But the recommendations could result in real savings in later years, by helping drop the inmate population to around 43,500 by 2015 and reducing the crime rate, corrections officials say.
Dennis Schrantz, deputy Corrections director, said the department won't limit its cost-cutting efforts to these proposals.
"There will be more cuts in Corrections, you can take that to the bank," said Schrantz, noting that the state has closed nine prison facilities since 2003 and will close three more this year for an overall savings of almost $390 million.
"This report is taking a look first and foremost at public safety," said Sen. Alan Cropsey, R-DeWitt, the Senate's Corrections point man and an opponent of relaxed criminal penalties. "The report is not budget-driven."
Added state Corrections Director Patricia Caruso: "This is a starting point. They are a step; they are not the end."
Caruso stressed that the proposals, which soon will be introduced as bills are fast-tracked in the new Legislature, won't lead to early release of any inmates. There are 48,400 inmates in Michigan prisons now, down from the record high of 52,000 in March 2007.

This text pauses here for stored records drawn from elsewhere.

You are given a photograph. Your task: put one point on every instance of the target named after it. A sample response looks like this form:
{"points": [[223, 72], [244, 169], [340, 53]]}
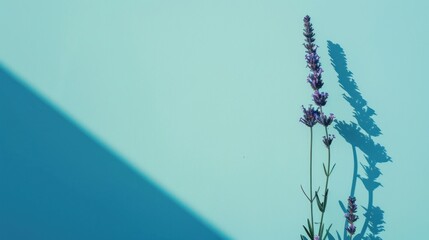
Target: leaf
{"points": [[324, 169], [327, 232], [332, 169], [307, 231]]}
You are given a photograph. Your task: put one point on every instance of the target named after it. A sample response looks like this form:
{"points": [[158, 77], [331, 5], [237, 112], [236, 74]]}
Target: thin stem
{"points": [[326, 183], [311, 179]]}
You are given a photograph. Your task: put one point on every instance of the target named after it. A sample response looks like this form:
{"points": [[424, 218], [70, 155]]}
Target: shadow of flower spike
{"points": [[360, 136]]}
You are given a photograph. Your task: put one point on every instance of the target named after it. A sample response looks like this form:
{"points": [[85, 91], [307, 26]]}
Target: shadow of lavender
{"points": [[360, 136]]}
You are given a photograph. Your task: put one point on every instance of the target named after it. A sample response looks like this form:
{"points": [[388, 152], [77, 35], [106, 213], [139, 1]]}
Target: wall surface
{"points": [[179, 119]]}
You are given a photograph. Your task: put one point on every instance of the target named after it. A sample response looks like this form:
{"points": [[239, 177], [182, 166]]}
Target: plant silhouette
{"points": [[360, 135]]}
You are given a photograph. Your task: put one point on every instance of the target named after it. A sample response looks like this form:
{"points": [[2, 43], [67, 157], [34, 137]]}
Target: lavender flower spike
{"points": [[315, 79], [350, 216], [328, 140], [320, 98], [310, 116], [309, 35], [325, 120]]}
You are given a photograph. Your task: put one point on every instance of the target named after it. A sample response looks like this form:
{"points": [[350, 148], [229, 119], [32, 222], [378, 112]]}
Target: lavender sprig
{"points": [[320, 99], [351, 217]]}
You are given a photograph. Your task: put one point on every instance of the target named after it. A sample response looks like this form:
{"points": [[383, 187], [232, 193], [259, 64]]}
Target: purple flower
{"points": [[315, 79], [320, 98], [328, 140], [309, 35], [325, 120], [350, 215], [310, 116], [351, 229], [313, 61]]}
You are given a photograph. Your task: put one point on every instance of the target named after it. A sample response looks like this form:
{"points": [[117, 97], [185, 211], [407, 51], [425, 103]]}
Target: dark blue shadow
{"points": [[360, 136], [57, 182]]}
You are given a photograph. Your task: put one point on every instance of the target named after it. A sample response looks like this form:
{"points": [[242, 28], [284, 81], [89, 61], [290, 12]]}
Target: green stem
{"points": [[326, 183], [311, 179]]}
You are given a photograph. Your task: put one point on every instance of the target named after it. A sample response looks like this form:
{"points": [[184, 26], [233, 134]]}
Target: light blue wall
{"points": [[203, 97]]}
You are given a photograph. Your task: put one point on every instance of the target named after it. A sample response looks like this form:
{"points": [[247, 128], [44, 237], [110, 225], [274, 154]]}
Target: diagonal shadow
{"points": [[57, 182], [360, 136]]}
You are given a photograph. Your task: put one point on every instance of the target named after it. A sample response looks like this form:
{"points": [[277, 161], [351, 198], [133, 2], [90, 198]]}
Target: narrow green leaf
{"points": [[321, 230], [324, 169], [332, 169], [321, 205], [327, 232], [307, 231]]}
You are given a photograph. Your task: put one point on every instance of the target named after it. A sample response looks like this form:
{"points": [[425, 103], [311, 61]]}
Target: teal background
{"points": [[203, 98]]}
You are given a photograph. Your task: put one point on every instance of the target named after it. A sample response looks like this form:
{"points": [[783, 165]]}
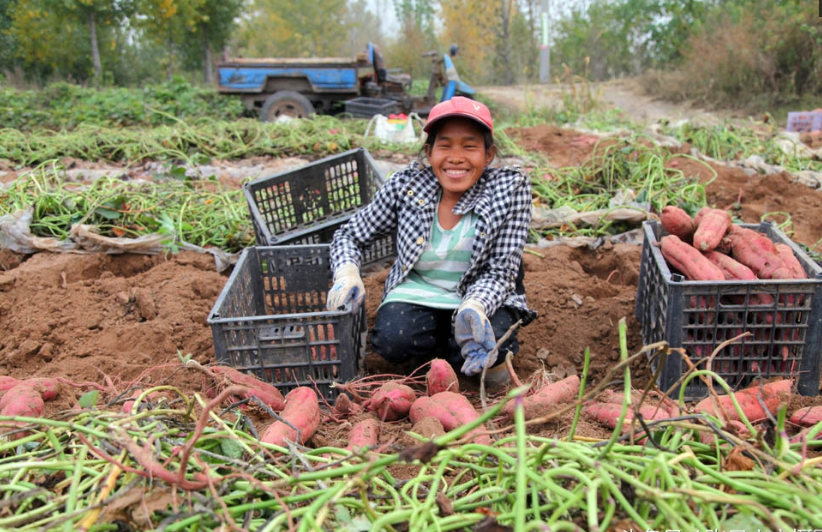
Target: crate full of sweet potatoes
{"points": [[742, 300]]}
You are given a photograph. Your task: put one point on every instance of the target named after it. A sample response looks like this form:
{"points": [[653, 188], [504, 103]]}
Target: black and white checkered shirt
{"points": [[407, 203]]}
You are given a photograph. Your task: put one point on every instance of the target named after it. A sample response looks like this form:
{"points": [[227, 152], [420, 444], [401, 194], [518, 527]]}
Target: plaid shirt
{"points": [[407, 203]]}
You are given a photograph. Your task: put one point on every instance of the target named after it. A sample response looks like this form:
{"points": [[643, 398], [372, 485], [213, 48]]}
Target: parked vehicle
{"points": [[299, 87]]}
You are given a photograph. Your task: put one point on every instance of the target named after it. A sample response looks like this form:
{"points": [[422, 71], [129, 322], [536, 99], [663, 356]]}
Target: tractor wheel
{"points": [[287, 103]]}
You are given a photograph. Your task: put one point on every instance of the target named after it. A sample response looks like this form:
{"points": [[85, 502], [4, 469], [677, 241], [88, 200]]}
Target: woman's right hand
{"points": [[348, 287]]}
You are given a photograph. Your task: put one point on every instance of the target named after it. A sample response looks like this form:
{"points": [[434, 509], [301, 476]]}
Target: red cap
{"points": [[460, 106]]}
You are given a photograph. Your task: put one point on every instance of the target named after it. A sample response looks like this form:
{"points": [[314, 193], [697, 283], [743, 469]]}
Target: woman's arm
{"points": [[496, 279], [377, 218]]}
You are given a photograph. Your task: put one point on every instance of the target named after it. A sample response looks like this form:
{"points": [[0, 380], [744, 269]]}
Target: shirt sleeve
{"points": [[379, 217], [497, 277]]}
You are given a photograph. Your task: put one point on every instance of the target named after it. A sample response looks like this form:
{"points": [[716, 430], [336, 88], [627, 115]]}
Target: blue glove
{"points": [[475, 336], [348, 287]]}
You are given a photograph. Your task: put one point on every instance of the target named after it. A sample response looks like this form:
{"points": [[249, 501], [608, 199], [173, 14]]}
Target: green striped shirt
{"points": [[445, 258]]}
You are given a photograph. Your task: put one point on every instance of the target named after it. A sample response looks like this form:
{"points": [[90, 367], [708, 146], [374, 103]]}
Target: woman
{"points": [[461, 226]]}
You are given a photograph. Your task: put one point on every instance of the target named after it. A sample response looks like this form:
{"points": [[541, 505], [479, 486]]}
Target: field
{"points": [[108, 325]]}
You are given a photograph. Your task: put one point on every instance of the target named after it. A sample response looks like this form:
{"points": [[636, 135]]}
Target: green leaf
{"points": [[743, 521], [108, 214], [89, 399], [231, 448]]}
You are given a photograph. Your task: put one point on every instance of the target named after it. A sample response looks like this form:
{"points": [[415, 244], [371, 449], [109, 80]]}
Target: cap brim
{"points": [[453, 114]]}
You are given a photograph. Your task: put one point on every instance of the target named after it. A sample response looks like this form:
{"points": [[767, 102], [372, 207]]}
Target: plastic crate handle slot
{"points": [[275, 333]]}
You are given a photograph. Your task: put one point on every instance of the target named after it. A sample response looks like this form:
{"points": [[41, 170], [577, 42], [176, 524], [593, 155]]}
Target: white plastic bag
{"points": [[393, 129]]}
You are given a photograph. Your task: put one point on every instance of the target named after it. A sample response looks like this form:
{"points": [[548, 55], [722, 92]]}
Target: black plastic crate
{"points": [[368, 107], [700, 315], [271, 321], [306, 205]]}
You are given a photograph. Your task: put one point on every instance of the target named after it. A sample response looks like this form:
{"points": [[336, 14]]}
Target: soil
{"points": [[112, 321]]}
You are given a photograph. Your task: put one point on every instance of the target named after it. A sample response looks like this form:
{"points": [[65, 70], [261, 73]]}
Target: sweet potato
{"points": [[757, 252], [698, 218], [547, 397], [748, 399], [689, 260], [343, 405], [365, 433], [677, 222], [712, 227], [451, 409], [391, 401], [267, 393], [808, 416], [441, 378], [785, 253], [22, 400], [732, 269], [608, 413], [302, 409]]}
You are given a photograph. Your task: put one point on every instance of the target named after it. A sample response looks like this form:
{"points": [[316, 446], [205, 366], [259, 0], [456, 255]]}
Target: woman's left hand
{"points": [[475, 336]]}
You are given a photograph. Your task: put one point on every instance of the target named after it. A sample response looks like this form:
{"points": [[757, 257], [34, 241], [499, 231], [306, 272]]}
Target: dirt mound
{"points": [[116, 319]]}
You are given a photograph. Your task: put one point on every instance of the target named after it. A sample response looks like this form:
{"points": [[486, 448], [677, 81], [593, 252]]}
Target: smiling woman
{"points": [[460, 226]]}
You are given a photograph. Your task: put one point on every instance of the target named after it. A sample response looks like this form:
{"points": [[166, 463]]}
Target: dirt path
{"points": [[625, 94]]}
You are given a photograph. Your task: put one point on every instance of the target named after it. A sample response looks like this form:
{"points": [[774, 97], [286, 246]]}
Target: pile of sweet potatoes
{"points": [[25, 398], [709, 247]]}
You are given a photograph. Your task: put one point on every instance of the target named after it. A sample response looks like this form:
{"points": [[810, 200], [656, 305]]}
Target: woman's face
{"points": [[458, 155]]}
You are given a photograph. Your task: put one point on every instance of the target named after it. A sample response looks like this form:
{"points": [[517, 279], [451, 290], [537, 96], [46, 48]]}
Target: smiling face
{"points": [[458, 155]]}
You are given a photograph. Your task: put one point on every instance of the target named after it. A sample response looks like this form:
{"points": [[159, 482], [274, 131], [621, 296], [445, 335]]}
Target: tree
{"points": [[7, 42], [214, 24], [293, 28], [170, 21], [93, 13]]}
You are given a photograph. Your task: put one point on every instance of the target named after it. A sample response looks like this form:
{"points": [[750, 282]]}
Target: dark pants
{"points": [[405, 332]]}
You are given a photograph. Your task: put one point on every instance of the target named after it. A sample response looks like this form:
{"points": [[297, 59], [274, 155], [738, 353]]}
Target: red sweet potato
{"points": [[267, 393], [785, 253], [451, 409], [302, 409], [391, 401], [548, 397], [688, 260], [441, 378], [732, 269], [808, 416], [757, 252], [365, 433], [748, 399], [698, 218], [343, 405], [712, 227], [48, 388], [22, 400], [677, 222]]}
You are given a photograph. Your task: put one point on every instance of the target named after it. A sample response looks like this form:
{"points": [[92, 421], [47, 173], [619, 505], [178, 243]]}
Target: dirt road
{"points": [[625, 94]]}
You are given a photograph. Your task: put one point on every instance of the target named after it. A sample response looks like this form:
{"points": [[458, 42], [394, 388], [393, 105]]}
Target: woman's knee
{"points": [[402, 332]]}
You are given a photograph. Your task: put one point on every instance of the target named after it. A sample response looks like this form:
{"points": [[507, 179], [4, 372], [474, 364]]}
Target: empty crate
{"points": [[271, 321], [306, 205], [700, 315]]}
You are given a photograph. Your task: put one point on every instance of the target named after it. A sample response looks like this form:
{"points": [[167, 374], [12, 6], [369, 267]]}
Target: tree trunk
{"points": [[95, 50], [170, 56], [506, 41], [208, 62]]}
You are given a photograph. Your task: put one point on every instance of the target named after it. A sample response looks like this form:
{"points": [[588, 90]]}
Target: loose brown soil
{"points": [[117, 320]]}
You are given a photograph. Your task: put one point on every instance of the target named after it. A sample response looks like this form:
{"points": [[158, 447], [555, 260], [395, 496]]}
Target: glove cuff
{"points": [[473, 304], [346, 270]]}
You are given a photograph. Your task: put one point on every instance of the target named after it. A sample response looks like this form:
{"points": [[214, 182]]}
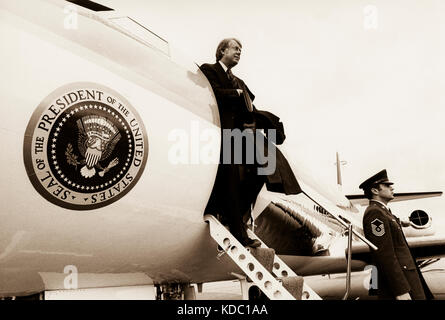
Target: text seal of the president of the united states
{"points": [[85, 146]]}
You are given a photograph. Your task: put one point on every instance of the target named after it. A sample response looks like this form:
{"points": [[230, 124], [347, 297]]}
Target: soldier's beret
{"points": [[381, 177]]}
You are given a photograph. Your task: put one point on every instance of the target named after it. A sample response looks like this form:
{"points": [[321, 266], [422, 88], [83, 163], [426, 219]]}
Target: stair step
{"points": [[294, 285], [265, 256]]}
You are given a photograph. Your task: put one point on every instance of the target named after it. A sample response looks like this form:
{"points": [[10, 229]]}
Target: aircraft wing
{"points": [[359, 199]]}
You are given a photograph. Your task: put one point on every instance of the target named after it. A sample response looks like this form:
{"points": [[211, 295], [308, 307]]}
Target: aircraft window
{"points": [[419, 217], [141, 33], [90, 5]]}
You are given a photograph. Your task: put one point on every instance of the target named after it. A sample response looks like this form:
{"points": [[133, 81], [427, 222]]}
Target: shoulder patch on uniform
{"points": [[377, 227]]}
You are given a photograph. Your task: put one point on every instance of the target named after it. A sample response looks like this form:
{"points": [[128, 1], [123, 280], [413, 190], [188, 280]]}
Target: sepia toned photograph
{"points": [[230, 151]]}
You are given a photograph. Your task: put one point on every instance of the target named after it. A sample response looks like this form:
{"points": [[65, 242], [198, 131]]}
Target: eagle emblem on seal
{"points": [[96, 141]]}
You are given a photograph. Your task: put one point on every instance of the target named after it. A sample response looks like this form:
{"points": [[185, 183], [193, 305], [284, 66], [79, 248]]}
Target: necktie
{"points": [[240, 85], [232, 78]]}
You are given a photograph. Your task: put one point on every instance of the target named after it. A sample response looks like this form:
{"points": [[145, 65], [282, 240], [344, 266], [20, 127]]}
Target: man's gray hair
{"points": [[223, 45]]}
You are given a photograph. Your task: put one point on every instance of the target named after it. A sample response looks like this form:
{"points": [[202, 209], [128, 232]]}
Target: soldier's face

Eaton County Prosecutor Jeff Sauter, speaking for the Prosecuting Attorneys Association of Michigan, said the "eye-opening" aspect of the findings by the team of experts probing the state prisons system is that "Michigan has a violent crime problem."
The group said Michigan has a higher violent crime rate than neighboring states.
Sauter and other law enforcement officials expressed relief that the recommendations didn't include dramatic changes in criminal policies.
"It's clear that our sentencing guidelines and truth-in-sentencing policy do not result in too many people being sent to prison," Sauter said.
Truth-in-sentencing, unique to Michigan, requires every convicted felon serve at least the minimum prison sentence before there's any chance of parole.
Michigan, unlike virtually all other states, does not allow the time served in prison to be shortened as a result of good behavior.
Granholm and legislative leaders asked the respected, nonpartisan council to undertake the review a year ago as policymakers deadlocked over needed justice policy reforms and cost-cutting measures for the Corrections Department.
The project was supported by an unspecified amount of money from the Pew Charitable Trusts Center on the States and the U.S. Department of Justice. The state's share of the cost came to $100,000.